Alison Flood, The Observer
“The Booker prize-winning Irish novelist might, somewhat bizarrely, go a little overboard on the descriptions of characters’ head shapes – variously like a shoe box, a peanut shell and a cottage loaf – but Banville has largely perfected Chandler’s much-mimicked, seldom-bettered knack for similes and one-liners (“around here there are days in high summer when the sun works on you like a gorilla peeling a banana”).”
Mark Lawson, The Guardian
“What Banville, through Black, brings to Chandler is perhaps an enhanced literary sensibility. His Marlowe is alert to nuances of language, delighted when the name of Mrs Langrishe is accidentally recorded in a message as “Mrs Languish”, and thrilled when an interrogatee uses the word “milksop”, which he has previously only ever seen written down. On another occasion, when the private eye gives his name, the response from the witness is “Like the playwright?”, followed up with some apposite lines from Doctor Faustus.”
Janet Maslin, The New York Times
“Left to keep writing in his comfort zone, Mr. Black might never have set scenes in Barney’s Beanery or a movie theater playing the Marx Brothers … But if his Americanese sometimes flounders, he makes a point of being true to the ugly situations behind the pretty facades: those cigarette girls who have no future, the Latinos who are treated as disposable, the harsh mockery of homosexuals — all of which figure in the story.”
Mark Anderson, London’s Evening Standard
“Black seems determined not to let the reader forget that this is a pastiche.
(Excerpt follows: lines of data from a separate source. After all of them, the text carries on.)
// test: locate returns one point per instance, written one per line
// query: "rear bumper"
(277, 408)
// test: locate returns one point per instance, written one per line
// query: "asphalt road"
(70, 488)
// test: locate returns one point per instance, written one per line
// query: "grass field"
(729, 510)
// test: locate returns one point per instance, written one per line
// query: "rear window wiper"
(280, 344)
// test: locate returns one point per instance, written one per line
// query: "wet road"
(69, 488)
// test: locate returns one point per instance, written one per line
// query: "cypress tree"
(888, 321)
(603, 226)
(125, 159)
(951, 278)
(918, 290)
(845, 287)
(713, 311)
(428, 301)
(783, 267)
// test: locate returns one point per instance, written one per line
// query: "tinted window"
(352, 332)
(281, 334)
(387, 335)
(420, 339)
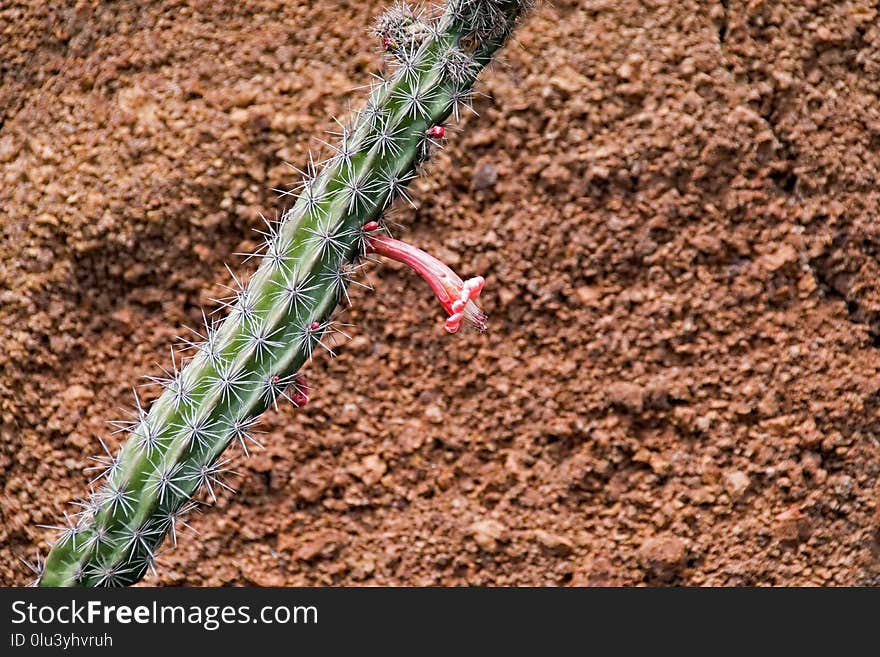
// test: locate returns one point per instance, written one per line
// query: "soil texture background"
(675, 205)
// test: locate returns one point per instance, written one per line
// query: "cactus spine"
(277, 320)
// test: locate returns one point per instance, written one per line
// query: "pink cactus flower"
(457, 297)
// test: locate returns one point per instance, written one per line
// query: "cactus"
(277, 321)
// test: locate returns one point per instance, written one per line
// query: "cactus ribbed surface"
(277, 320)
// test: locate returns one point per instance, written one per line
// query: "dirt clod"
(677, 224)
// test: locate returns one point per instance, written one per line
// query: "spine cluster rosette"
(278, 319)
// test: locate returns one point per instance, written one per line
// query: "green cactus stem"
(277, 320)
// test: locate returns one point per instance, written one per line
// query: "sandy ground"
(675, 205)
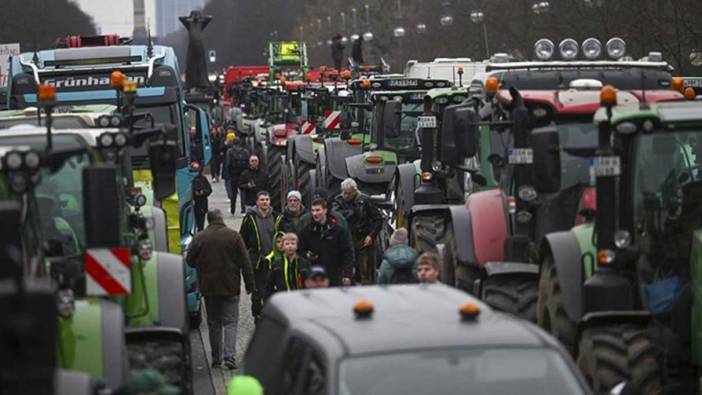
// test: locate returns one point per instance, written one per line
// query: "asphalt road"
(209, 380)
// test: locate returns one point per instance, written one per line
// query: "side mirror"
(547, 159)
(392, 116)
(101, 207)
(459, 133)
(162, 156)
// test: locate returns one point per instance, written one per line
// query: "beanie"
(399, 237)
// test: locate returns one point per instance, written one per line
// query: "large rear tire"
(550, 310)
(168, 357)
(275, 176)
(515, 295)
(616, 353)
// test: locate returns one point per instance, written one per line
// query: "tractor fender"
(303, 149)
(337, 152)
(511, 268)
(357, 169)
(566, 254)
(71, 382)
(406, 174)
(488, 221)
(171, 291)
(96, 328)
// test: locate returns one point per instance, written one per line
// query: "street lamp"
(368, 35)
(477, 16)
(446, 19)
The theatricality of it all is a leitmotif: “The room had the look of a stage set”; “the events of the past half-minute or so, seen from a certain angle, would have looked as comical, and as grotesque, as a Charlie Chaplin routine.” It’s as if he’s deliberately flirting with parody.”
Christopher Taylor, LRB
“Most of the time, as you’d expect of an estate-authorised production, he plays it pretty straight, and an abundance of phrases like ‘his flinty blue eyes seeming to look into my very soul’ gives a strong impression that he thinks of the project as a disposable bit of slumming. If so, fair enough: it’s not easy to imagine what a period-correct, saleable yet artistically weighty Chandler pastiche would look like, or why Banville would want to take the time to write one. All the same, what we get is an eccentric performance which makes it hard not to wonder if he hasn’t overestimated his powers as a straight-up storyteller.”
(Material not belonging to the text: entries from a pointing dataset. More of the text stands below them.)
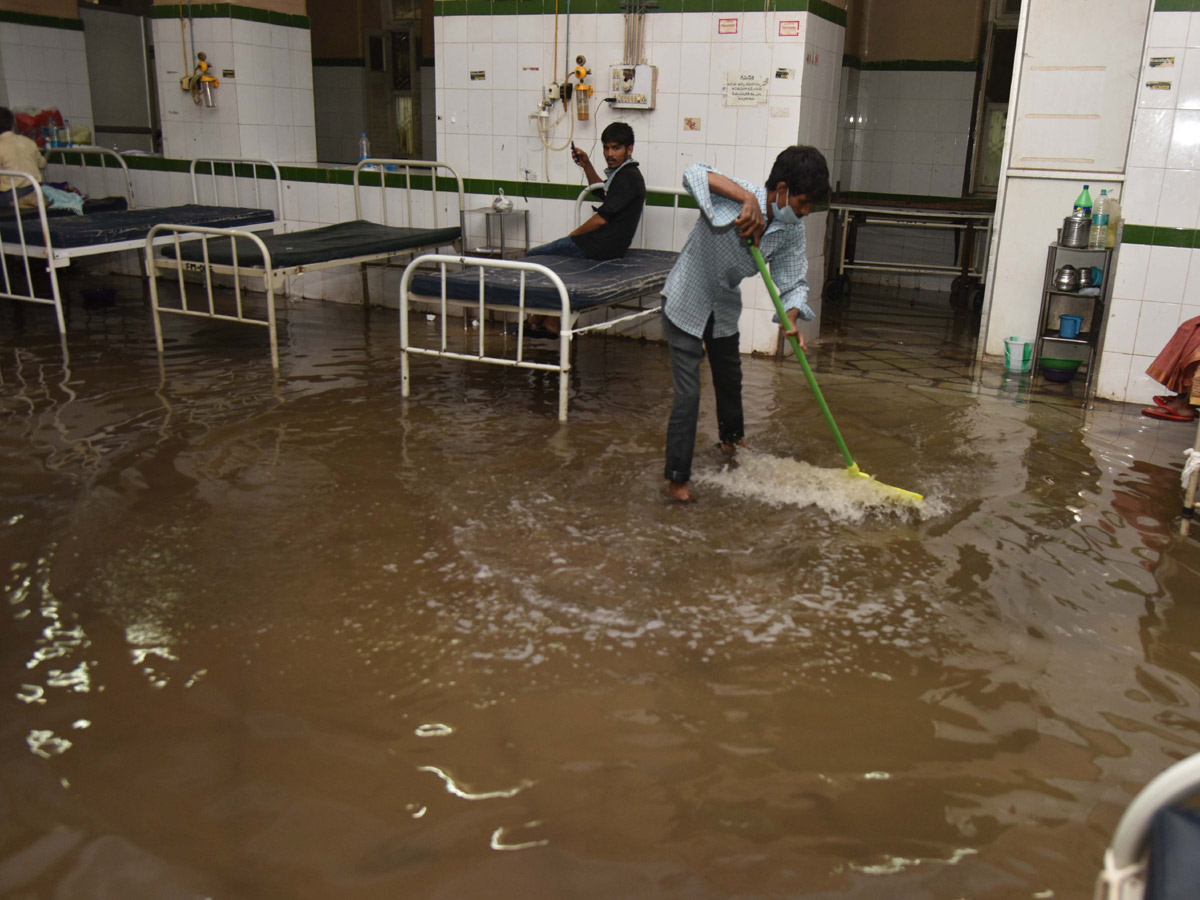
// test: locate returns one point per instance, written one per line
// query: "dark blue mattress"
(99, 204)
(343, 240)
(589, 282)
(127, 225)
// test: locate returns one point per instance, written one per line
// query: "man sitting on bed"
(18, 154)
(610, 231)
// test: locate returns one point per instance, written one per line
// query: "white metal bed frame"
(54, 258)
(569, 318)
(1123, 876)
(274, 279)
David L. Ulin, The L.A. Times
“Chandler’s true stylistic brilliance is that out of his experience of Los Angeles, he built a world both heightened and authentic; “down these mean streets,” he tells us, “a man must go who is not himself mean, who is neither tarnished nor afraid.” That’s the key to Marlowe, his relationship to these streets, and the failure of this novel is that it never pierces its own surfaces to evoke the city underneath.
Olen Steinhauer, The New York Times
“Despite the loyalty to Chandler that Black displays here, by the end of The Black-Eyed Blonde there’s an odd emptiness. Not merely the existential emptiness of the noir novel, where the hero is left, as always, alone, but a deeper emptiness, a suggestion that literary style has triumphed over content, leaving a hollowed-out place where the emotion should have been … Am I being a killjoy? Probably, because despite my complaints I found The Black-Eyed Blonde entertaining, and any fan of Chandler’s work is going to enjoy it.”
Marcel Berlins, The Times
“It develops with the appropriate mix of killing, corruption, lust and cynicism. So far, so Chandler. But the dialogue isn’t snappy enough, our hero thinks too deeply and Black’s prose is too polished. A good read, but not quite Marlowe.”